The stadium itself, decked up in shrouds of ajrak, was a testament to the remarkable uniqueness of the culture that the festival bespoke. Located in Thatta, the first capital of the province, the district is a significant landmark in the history of the subcontinent. Often referred to as the Babul Islam [gateway of Islam] by historians, it was through Thatta that Muhammad bin Qasim came to the subcontinent.
Moreover, two of the most important characters of Sindhi folklore, Sassui and Noori, were associated with the district.
The ceremony on Saturday saw a large number of MNAs, MPAs and ministers of the Pakistan Peoples Party in attendance. The provincial chief minister, Syed Qaim Ali Shah, was also seen enjoying himself in the VIP enclosure. Despite the strict security measures in place, with a two-kilometre area around the stadium cordoned off, what was especially pleasing about the event was the large number of citizens in attendance.
The 10,000-strong crowd danced and sang along with the artists as the event kicked off with performances by Alan Fakir and Muhammad Ali Sheki. The most tumultuous response was received by singer, Taj Mastani, for her songs, ‘Marsoon marsoon Sindh na desoon’ and ‘Bhutto ja dushman, aseen golay golay mareenda seen’. Another hit among the audience was Shehzad Roy’s ‘Laga Reh’.

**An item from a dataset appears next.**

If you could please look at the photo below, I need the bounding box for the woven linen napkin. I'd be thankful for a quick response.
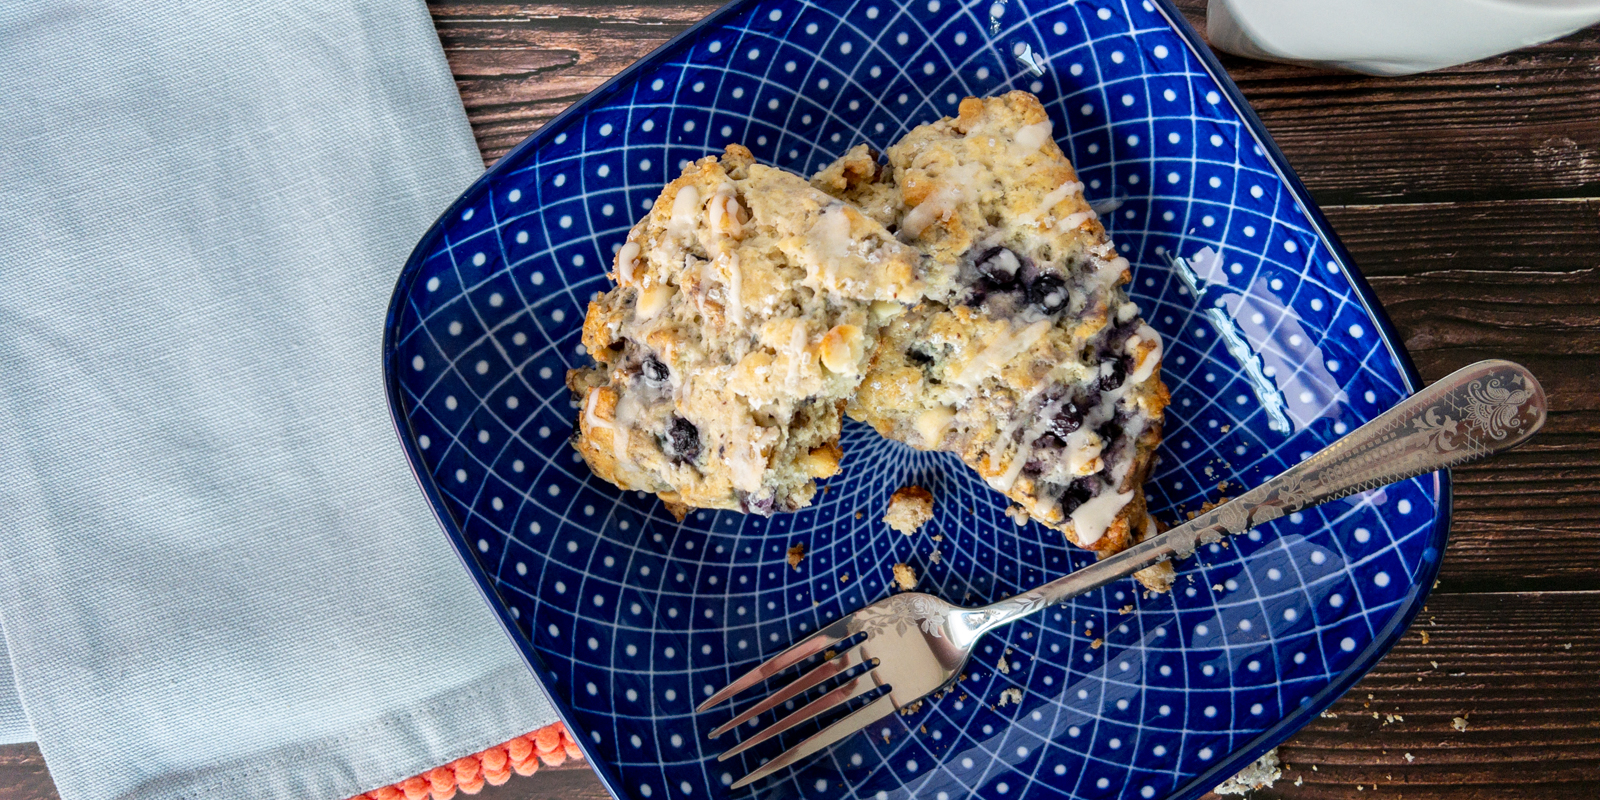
[0,2,560,798]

Performances by other popular bands, such as Azal and Circle of Trust, also received a warm response by the zealous crowd.
Perhaps the highlight of the event was the entrance of Bakhtawar Bhutto Zardari, who made her way to the stage amid much clapping and hooting from the crowd. Dressed in a flowing green kameez and a white shalwar, Bakhtawar certainly looked the part as she addressed the audience about the need to protect our culture. Strangely enough, Bakhtawar’s well-rehearsed speech in Engligh, which she read off a paper, seemed to rejuvenate the crowd as they cheered her leader on. “We are Pakistan and we are proud of it!” her voice boomed across the stadium. “Our society and cultural values are threatened by terrorism. Our historical sites are threatened by environmental and climatic changes,” she said.

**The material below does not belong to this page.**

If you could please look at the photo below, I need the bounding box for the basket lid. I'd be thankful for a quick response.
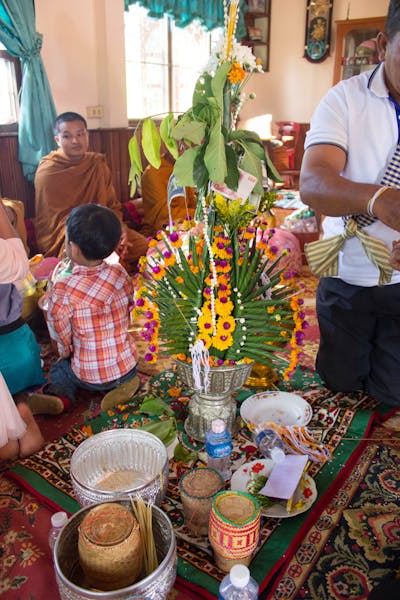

Bakhtawar went on to explain that the festival was an attempt to promote, protect and preserve the heritage sites. She revealed that the Sindhu Heritage Trust had been formed to protect these sites.
Following the speech, Bakhtawar took a seat next to the CM, from where she clapped and waved at the crowd as the speakers blared the Sindhi hit, ‘Daane pe daana’. The last performance was the much-anticipated number by Abida Parween as the crowd, young and old, joined the dhamaal that would mark the end of festivities until next year.